Google’s motto might be “do no evil” but this week’s decision to discontinue its policy of redirecting Web traffic in mainland China to its Hong Kong site to bypass the country’s penchant for censoring content smacks more of a different motto: “Show us the money.”
As Datamation reports, Google’s commercial license is up for renewal Wednesday and without it, Google would go dark in the world’s most populous and economically intriguing nation. So Google’s backed off from the hard-line stance it took earlier this year following a number of high-profile hacking incidents originating in China targeted it and other prominent U.S. companies.
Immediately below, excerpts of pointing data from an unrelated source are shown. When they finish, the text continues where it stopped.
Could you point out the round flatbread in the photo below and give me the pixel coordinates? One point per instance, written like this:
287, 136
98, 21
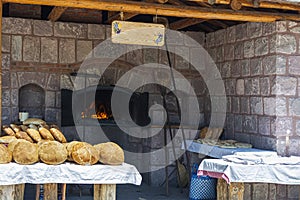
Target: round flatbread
34, 121
25, 153
52, 152
46, 134
110, 153
84, 154
34, 134
58, 135
5, 154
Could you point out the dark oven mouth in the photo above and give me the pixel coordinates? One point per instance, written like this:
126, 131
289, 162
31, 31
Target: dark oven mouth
90, 108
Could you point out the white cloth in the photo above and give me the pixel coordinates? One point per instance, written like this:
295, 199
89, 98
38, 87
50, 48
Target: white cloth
263, 173
40, 173
217, 152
Now, Google is phasing out the automatic redirect, which came under sharp criticism from Chinese officials at the time it was implemented and ultimately proved untenable for Google to continue operating with an Internet Content Provider license on the mainland, the company said.
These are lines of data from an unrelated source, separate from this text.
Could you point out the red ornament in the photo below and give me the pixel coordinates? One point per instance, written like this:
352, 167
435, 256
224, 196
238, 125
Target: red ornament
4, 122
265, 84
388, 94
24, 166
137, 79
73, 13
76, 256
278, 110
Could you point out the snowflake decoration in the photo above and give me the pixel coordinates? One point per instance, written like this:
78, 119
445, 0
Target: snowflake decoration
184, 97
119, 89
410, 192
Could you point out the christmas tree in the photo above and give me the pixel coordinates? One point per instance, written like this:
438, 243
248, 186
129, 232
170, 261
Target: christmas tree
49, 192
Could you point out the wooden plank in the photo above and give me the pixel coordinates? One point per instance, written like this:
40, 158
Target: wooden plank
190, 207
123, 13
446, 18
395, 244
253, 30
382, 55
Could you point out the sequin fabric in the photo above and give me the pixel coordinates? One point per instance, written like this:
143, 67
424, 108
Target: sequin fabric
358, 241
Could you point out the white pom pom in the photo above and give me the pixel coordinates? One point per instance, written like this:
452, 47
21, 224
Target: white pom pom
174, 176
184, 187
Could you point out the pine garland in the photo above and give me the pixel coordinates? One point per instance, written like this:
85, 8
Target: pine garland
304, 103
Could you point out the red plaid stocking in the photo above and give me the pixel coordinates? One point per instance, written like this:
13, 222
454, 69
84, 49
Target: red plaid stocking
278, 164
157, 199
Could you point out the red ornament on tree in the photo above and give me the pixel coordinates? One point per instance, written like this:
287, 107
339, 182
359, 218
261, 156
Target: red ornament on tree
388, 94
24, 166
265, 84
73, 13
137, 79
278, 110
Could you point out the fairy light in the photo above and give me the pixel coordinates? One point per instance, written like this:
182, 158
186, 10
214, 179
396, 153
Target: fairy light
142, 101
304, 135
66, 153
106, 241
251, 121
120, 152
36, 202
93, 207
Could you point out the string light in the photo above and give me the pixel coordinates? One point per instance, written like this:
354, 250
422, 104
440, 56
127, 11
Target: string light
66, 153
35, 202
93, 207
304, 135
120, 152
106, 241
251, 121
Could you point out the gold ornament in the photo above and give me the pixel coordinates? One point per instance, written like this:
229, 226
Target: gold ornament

Instead, Google has set up a landing page on Google.cn that links to the Hong Kong site, offering Chinese users the full complement of Google’s online services while offering unfiltered, local content.
At risk of losing its commercial license to operate in China, Google is taking a step back from its tough stance against online censorship in that country.
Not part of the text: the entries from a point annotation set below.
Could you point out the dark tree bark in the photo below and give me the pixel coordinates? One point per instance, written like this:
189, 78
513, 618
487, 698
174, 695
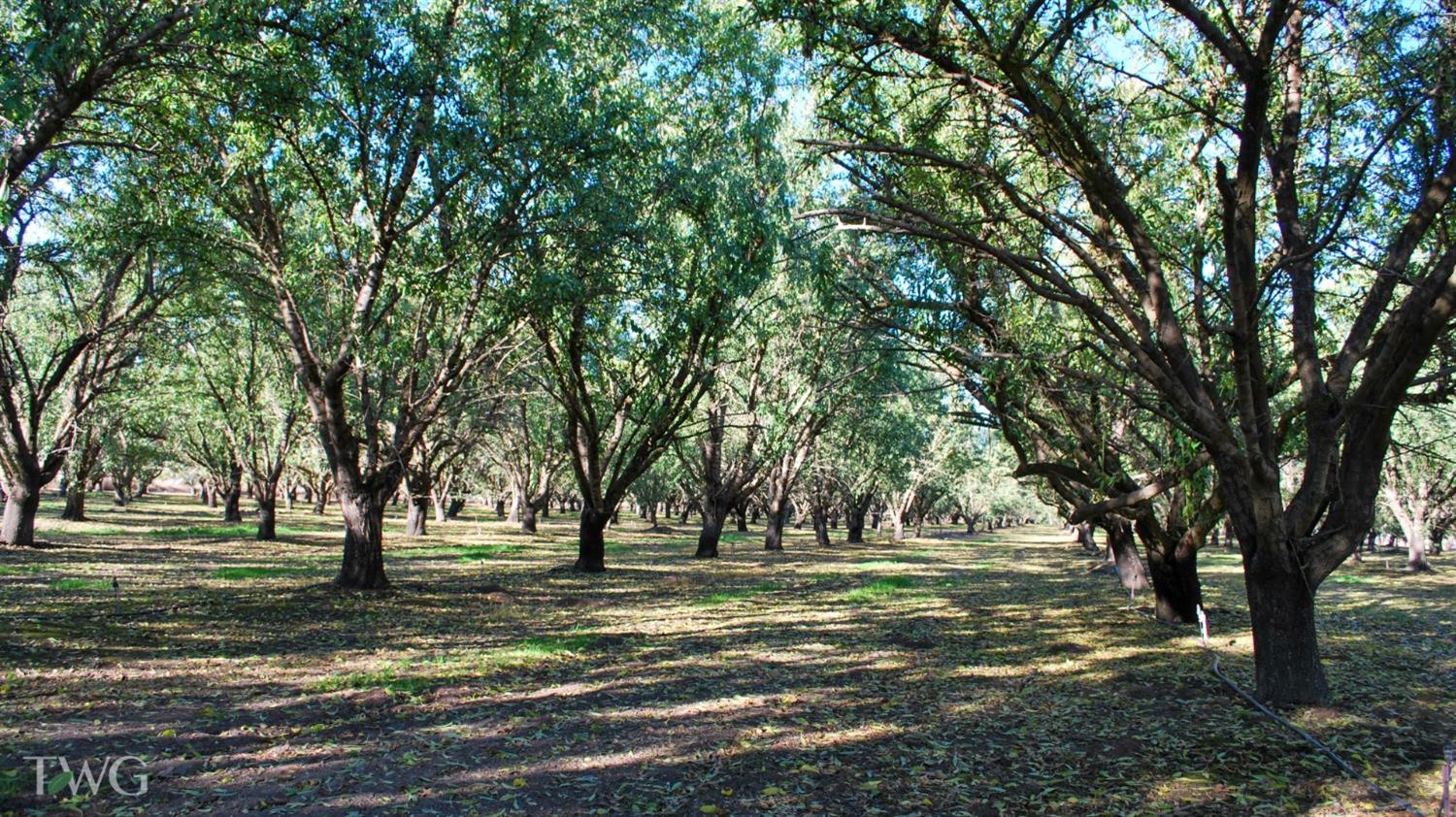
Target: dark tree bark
715, 513
591, 549
416, 488
415, 516
22, 502
1124, 555
775, 514
820, 517
232, 500
75, 505
529, 513
82, 467
363, 567
267, 519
The search giant announced late Monday that it will no longer automatically redirect Web users in mainland China to the Hong Kong version of its site where it operates beyond the scope of Chinese censorship laws.
“This redirect, which offers unfiltered search in simplified Chinese, has been working well for our users and for Google,” David Drummond, Google’s (NASDAQ: GOOG) chief legal officer, wrote in a blog post. “However, it’s clear from conversations we have had with Chinese government officials that they find the redirect unacceptable — and that if we continue redirecting users our Internet Content Provider license will not be renewed.”